Pour garantir leurs succès, ils sont tenus de négocier, ne fût-ce que pour rassurer les partenaires occidentaux et africains qui ont le contrôle des influences sur le Tchad. Ils doivent dévoiler non pas leurs « professions de foi » mais leur vrai visage partenarial.
Ni l’intervention des organisations régionales (CEMAC, CEAC, etc.) ni la médiation des Etats voisins notamment la Libye, ni même les négociations menées par l’U.A ou la Ligue arabe n’ont su atténuer l’ego du président tchadien ou la subversion des partis politiques qui arme l’ardeur des politico-militaires. Le régime de Deby est comme un fruit mur maintenu fictivement sur sa base par la volonté française, dit-on.

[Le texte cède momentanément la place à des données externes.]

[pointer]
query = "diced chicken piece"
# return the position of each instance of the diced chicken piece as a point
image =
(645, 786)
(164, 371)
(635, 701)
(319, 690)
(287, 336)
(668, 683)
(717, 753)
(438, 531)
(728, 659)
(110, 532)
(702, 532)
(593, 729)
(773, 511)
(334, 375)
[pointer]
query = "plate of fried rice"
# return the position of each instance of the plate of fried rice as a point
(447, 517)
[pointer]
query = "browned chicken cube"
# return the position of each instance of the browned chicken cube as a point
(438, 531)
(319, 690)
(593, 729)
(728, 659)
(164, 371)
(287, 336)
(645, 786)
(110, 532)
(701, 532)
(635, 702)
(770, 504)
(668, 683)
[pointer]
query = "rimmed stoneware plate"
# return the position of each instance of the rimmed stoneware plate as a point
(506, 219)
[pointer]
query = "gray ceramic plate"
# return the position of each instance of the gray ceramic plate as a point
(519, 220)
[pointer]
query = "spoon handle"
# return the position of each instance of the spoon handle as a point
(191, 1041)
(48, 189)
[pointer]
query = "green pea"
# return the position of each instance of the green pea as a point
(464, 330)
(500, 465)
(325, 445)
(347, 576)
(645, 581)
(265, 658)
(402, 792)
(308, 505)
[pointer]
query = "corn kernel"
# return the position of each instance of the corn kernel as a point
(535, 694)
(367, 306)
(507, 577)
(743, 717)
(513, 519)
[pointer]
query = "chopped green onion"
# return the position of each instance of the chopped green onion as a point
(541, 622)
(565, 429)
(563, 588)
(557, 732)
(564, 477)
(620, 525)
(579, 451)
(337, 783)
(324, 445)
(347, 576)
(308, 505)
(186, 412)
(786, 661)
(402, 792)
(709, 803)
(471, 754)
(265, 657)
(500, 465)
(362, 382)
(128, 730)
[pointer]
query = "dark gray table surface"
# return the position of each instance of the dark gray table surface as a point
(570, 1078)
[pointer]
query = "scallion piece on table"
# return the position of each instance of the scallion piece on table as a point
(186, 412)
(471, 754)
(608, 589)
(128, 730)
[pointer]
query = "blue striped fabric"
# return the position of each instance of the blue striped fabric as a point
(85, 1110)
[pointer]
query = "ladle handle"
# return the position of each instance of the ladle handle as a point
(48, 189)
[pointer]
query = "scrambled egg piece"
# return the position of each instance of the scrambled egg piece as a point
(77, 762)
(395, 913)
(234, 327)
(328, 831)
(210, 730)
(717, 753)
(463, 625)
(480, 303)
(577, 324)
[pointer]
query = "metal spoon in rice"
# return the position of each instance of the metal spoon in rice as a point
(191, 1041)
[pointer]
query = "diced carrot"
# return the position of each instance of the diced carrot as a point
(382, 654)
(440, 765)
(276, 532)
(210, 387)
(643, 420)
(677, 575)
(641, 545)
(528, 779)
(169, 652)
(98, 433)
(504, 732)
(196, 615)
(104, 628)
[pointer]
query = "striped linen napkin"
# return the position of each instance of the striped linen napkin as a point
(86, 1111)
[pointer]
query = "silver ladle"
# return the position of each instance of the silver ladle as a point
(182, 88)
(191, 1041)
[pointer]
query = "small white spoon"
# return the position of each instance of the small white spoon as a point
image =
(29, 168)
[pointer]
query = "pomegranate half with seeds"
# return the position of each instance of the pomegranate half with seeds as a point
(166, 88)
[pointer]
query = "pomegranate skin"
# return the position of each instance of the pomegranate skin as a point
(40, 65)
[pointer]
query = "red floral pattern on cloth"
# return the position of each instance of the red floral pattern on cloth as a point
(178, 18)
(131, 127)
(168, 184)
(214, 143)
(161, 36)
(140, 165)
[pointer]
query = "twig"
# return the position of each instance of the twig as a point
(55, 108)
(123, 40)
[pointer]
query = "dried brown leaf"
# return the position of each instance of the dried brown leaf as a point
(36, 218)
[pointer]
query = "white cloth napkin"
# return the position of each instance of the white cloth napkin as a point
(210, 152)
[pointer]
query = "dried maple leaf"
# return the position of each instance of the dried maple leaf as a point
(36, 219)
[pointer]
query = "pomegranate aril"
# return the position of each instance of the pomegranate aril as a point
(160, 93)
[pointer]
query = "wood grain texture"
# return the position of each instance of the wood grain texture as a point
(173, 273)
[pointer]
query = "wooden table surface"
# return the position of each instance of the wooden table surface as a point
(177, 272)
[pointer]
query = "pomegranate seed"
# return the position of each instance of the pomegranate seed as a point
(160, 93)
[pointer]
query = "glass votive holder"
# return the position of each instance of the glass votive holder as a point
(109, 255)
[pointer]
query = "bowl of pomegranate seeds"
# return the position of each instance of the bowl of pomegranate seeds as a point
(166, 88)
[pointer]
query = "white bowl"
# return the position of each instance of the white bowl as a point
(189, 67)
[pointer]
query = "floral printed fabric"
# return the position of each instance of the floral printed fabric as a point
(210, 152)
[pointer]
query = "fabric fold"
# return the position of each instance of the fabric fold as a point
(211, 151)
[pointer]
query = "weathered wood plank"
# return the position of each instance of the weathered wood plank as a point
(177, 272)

La main qui le maintien s’est-elle affaiblie ?

Alors qui ? Quel code utiliser ?
En dehors des codes connus à travers l’histoire politique du Tchad, inventons-en un autre pour lire entre les lignes le futur proche du régime tchadien actuel. Il est évident que les codes ont un sens mystique et constituent une sorte de porte qui donne sur des signifiants du possible.
De 1979 et 1982 il y avait 3 acteurs dont les noms finissent par le son é.
Habré – Kamougué – Weddé.
Les deux derniers ont chassé le premier et le premier a chassé le dernier en instaurant l’enfer. Lorsque les deux derniers ont chassé le premier cela été le sursis pour le second, à savoir Kamougué.

Aujourd’hui, nous avons encore 3 acteurs avec le son i repartis en 2 classes avec deux Goranes et deux Zaghawa.
1. Debi – Nouri – Erdimi. Les 2 derniers peuvent-ils s’entendre pour chasser le premier ? Oui. Mais qui des deux serait porté à la tête du pouvoir ? Sans doute aucun. Dans ces conditions, c’est le schéma de la Corne. (Somalie !?)
2. Debi – Goukouni – Erdimi. Les deux peuvent-ils s’entendre pour faire aboutir une négociation avec Deby ? Oui ! Deby aurait alors un sursis et Erdimi prendrait la tête. Quant à Nouri, le quatrième larron, il pourrait contre Erdimi tenter quelque chose mais l’horizon est lointain et pourrait amener d’autres sons. Une classe Debi-Goukouni-Nouri est aussi possible à condition que Goukouni assure le pouvoir et sans coup férir, relance très rapidement le processus démocratique. Nouri est le véritable inconnu qui dépend de Deby.

Serait-il trop tard pour négocier ? Absolument non ! Sauf s’il manque de volonté politique sur le plan international. Mais on doit profiter du fait que tous les acteurs en présence sont affaiblis, pour promouvoir une négociation, seule camisole de force pour arriver à une paix relative. En ce qui concerne les combats dont Deby semble se prévaloir, il doit se souvenir que contre Habré, il n’a eut à effectuer que 2 combats décisifs dans le maquis. On se rappelle que les combats entre les 16 octobre et 16 novembre 1989 étaient considérés comme très destructeurs et les fameux « stratèges analystes » prévoyaient que les pertes étaient si lourdes, qu’il fallait pour les deux camps attendre entre 6 mois et un an pour se restructurer. On connaît la suite. En effet, moins de temps que prévu, un autre combat « sésame » lui a ouvert la porte du palais présidentiel le 1er décembre 1990. Les combats du 16/10 au 16/11/ 1989 se sont déroulés sur les mêmes lieux que ceux qui opposent aujourd’hui le pouvoir aux hommes de Nouri et de Erdimi.